The negotiations for the next Collective Bargaining Agreement (CBA) will feature considerable back-and-forth between the players’ union and the league’s various ownership groups. This is only natural: those are the two parties which must ultimately agree upon the terms of a new deal. But it’s also not an entirely aimless point to make, because those negotiations won’t be the only ones taking place. The owners themselves could have some fairly contentious discussions in deciding their own strategy, particularly when it comes to sharing revenue among the teams. Big-market teams have long gained an advantage on revenues at the gate, but increasingly, the advantage has come from television revenue from local cable networks.

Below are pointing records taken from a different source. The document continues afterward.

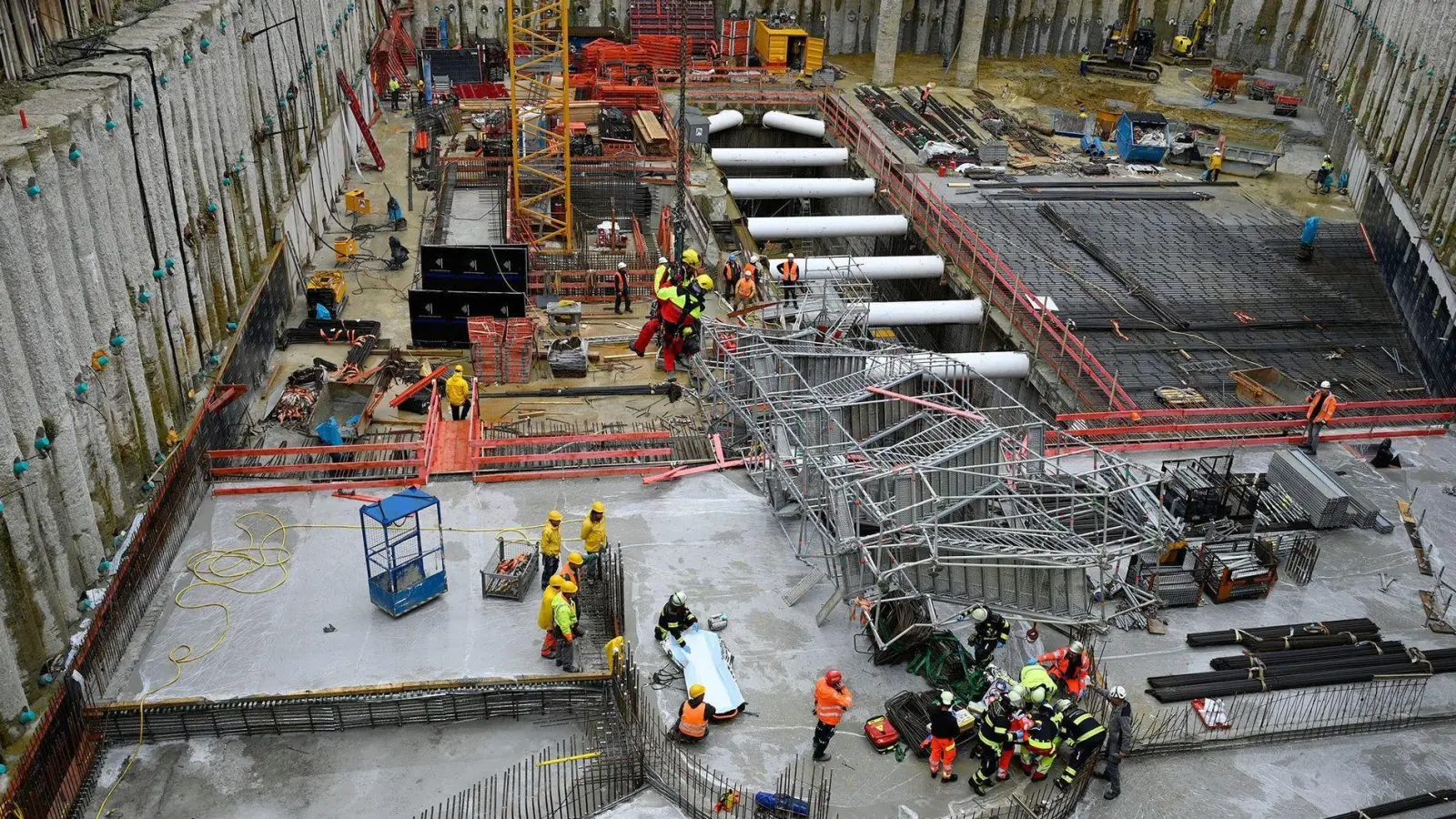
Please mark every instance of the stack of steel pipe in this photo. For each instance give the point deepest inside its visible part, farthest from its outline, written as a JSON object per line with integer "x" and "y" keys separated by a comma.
{"x": 1349, "y": 630}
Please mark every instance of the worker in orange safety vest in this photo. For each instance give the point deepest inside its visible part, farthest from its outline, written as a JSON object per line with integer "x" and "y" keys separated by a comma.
{"x": 1069, "y": 666}
{"x": 832, "y": 698}
{"x": 693, "y": 714}
{"x": 1321, "y": 409}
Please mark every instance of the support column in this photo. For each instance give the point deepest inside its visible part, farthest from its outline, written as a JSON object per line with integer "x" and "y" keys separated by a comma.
{"x": 887, "y": 43}
{"x": 970, "y": 48}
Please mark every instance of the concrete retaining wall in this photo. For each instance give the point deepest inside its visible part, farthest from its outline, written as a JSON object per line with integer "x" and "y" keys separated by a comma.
{"x": 145, "y": 160}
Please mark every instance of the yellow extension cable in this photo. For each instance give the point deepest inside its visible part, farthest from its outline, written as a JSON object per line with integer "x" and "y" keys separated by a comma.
{"x": 225, "y": 569}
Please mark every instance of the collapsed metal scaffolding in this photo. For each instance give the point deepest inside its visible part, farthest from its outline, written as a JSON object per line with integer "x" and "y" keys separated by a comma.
{"x": 899, "y": 486}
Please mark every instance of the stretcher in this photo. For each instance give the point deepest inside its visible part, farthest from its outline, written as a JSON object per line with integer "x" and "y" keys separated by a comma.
{"x": 706, "y": 662}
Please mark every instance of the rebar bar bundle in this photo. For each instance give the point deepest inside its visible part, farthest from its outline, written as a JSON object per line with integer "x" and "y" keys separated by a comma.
{"x": 907, "y": 489}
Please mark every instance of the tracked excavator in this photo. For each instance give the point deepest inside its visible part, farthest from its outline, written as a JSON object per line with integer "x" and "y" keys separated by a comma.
{"x": 1128, "y": 48}
{"x": 1191, "y": 48}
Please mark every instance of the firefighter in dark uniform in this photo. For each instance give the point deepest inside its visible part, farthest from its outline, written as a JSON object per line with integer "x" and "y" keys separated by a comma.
{"x": 1082, "y": 732}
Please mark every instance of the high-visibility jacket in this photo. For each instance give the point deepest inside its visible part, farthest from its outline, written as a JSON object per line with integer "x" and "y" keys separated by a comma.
{"x": 1072, "y": 671}
{"x": 456, "y": 389}
{"x": 1321, "y": 407}
{"x": 994, "y": 729}
{"x": 551, "y": 541}
{"x": 830, "y": 703}
{"x": 674, "y": 622}
{"x": 564, "y": 615}
{"x": 1037, "y": 676}
{"x": 594, "y": 533}
{"x": 692, "y": 720}
{"x": 548, "y": 599}
{"x": 1081, "y": 727}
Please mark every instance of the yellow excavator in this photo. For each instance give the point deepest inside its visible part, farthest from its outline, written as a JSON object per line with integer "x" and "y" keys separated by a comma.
{"x": 1127, "y": 51}
{"x": 1191, "y": 48}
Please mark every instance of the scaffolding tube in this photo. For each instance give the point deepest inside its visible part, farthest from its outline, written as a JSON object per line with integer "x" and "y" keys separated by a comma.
{"x": 798, "y": 188}
{"x": 795, "y": 124}
{"x": 910, "y": 314}
{"x": 724, "y": 120}
{"x": 779, "y": 157}
{"x": 827, "y": 227}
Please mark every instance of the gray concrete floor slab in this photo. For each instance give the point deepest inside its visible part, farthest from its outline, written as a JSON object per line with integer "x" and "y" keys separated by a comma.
{"x": 366, "y": 774}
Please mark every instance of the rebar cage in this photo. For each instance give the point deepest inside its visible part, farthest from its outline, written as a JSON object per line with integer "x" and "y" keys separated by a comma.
{"x": 895, "y": 484}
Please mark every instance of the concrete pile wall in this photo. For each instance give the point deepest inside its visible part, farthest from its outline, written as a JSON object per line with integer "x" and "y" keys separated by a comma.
{"x": 1276, "y": 34}
{"x": 135, "y": 164}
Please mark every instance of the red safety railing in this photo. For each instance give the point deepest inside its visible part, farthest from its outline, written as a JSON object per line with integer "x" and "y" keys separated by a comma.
{"x": 948, "y": 232}
{"x": 1220, "y": 426}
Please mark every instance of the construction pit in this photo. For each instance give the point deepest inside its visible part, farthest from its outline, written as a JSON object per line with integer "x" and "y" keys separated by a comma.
{"x": 1002, "y": 382}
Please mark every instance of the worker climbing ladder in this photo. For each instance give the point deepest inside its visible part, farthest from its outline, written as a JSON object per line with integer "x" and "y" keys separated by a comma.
{"x": 359, "y": 116}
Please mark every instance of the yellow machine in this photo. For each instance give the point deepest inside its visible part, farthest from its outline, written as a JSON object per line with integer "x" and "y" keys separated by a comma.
{"x": 1190, "y": 48}
{"x": 786, "y": 48}
{"x": 356, "y": 201}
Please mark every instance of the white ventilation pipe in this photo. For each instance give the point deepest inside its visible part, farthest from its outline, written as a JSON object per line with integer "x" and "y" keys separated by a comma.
{"x": 779, "y": 157}
{"x": 983, "y": 365}
{"x": 906, "y": 314}
{"x": 791, "y": 123}
{"x": 824, "y": 268}
{"x": 794, "y": 188}
{"x": 827, "y": 227}
{"x": 723, "y": 121}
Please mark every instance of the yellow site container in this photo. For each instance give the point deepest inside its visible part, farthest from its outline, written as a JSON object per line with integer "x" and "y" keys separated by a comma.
{"x": 786, "y": 50}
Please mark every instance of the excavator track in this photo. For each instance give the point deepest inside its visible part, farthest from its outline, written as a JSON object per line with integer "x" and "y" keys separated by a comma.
{"x": 1148, "y": 73}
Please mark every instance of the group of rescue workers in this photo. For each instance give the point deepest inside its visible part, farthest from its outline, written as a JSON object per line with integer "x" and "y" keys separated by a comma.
{"x": 561, "y": 583}
{"x": 1030, "y": 722}
{"x": 682, "y": 290}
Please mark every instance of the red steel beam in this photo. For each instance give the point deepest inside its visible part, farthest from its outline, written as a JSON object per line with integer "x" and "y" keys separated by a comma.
{"x": 543, "y": 440}
{"x": 329, "y": 467}
{"x": 590, "y": 455}
{"x": 417, "y": 387}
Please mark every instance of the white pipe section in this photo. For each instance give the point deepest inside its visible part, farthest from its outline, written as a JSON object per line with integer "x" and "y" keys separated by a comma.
{"x": 793, "y": 188}
{"x": 822, "y": 268}
{"x": 983, "y": 365}
{"x": 827, "y": 227}
{"x": 723, "y": 121}
{"x": 905, "y": 314}
{"x": 791, "y": 123}
{"x": 779, "y": 157}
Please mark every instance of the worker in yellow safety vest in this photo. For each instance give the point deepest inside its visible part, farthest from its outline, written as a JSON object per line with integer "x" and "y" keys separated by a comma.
{"x": 551, "y": 547}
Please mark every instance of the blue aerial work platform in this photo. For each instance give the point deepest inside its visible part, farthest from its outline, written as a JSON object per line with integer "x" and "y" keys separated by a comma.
{"x": 404, "y": 570}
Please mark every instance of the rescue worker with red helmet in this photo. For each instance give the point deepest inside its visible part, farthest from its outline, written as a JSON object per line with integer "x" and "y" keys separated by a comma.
{"x": 832, "y": 698}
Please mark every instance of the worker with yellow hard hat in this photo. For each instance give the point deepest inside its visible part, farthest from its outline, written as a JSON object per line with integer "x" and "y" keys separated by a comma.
{"x": 458, "y": 390}
{"x": 564, "y": 624}
{"x": 551, "y": 545}
{"x": 543, "y": 617}
{"x": 693, "y": 714}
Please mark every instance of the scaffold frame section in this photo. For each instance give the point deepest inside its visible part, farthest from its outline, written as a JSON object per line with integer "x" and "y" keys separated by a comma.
{"x": 541, "y": 121}
{"x": 895, "y": 486}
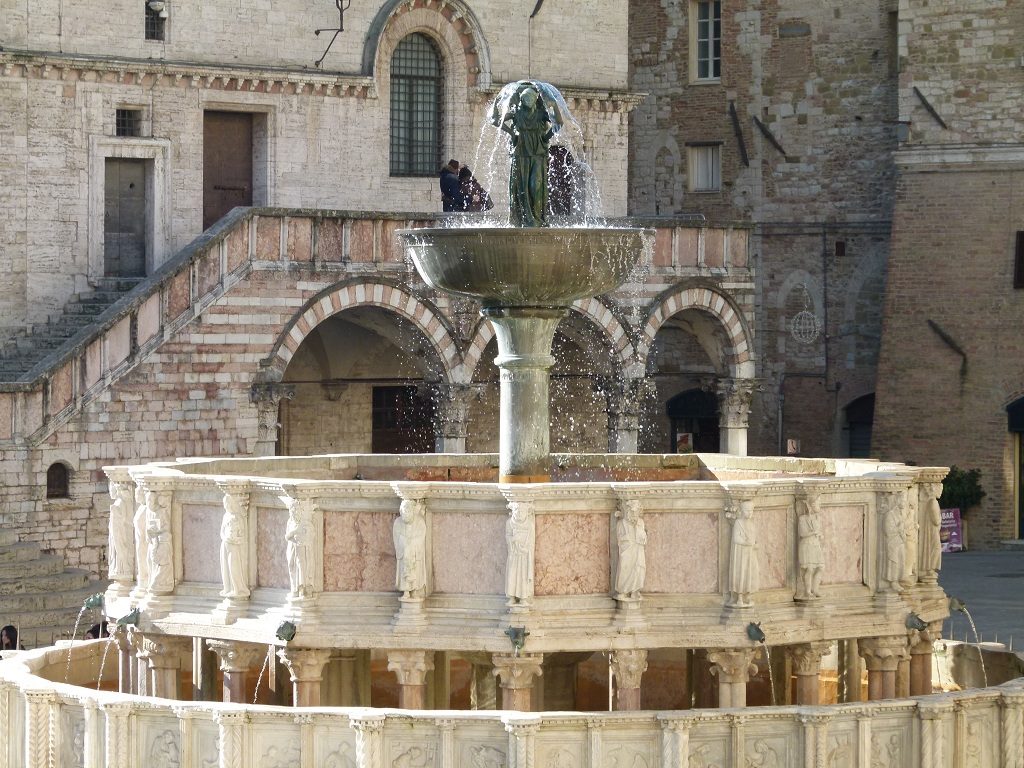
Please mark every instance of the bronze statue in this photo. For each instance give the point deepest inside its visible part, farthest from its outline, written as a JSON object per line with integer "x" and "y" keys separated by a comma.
{"x": 528, "y": 114}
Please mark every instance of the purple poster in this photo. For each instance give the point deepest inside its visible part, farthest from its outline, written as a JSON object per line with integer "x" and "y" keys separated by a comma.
{"x": 951, "y": 532}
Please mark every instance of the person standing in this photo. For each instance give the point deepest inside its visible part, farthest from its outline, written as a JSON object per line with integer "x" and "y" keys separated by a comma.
{"x": 452, "y": 199}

Teams continue to sign billion-dollar deals that include an ownership stake, and determining how to divide that money could prove difficult.
Over the last few years, the Arizona Diamondbacks, Philadelphia Phillies, and St. Louis Cardinals have all agreed to new long-term local television deals with Regional Sports Networks (RSNs). It has been a few years at FanGraphs since Wendy Thurm documented the local cable television deals for all MLB teams, and this post aims to provide an update. The work she did helped inform this post as well as a few others to provide a base for research.
When we hear about television deals, we often think of them in terms of the average annual value they provide. That’s a familiar term in baseball, as most player contracts are structured to be paid evenly over the course of the contract. That practice is less common under other circumstances, however, with deals often paying a smaller sum at the beginning of a contract and increasing over time. Television contracts are often structured in this second way. To account for that practice, I have estimated 2016 television money by assuming a yearly 4% increase in money paid to teams in order to find a (hopefully) realistic estimate for how much teams are receiving this year. For example, the Phillies currently possess a 25-year, $2.5 billion dollar deal that begins this year. Instead of assuming they will receive $100 million every year, I am assuming they will receive around $60 million this year with 4% yearly increases over the course of the contract.
There is a full chart below with all the relevant information, but let’s focus on 2016 money first in the graph below.

I did my best to include only contracted revenue — i.e. to omit revenue generated from an ownership stake in a network. However, due to the lack of publicly available information, it’s best to regard these numbers as estimates. Note that, particularly with respect to the Chicago teams, as well as the Los Angeles Angels and Boston Red Sox, that the revenue estimates actually might include money from network ownership. It was difficult to parse those figures.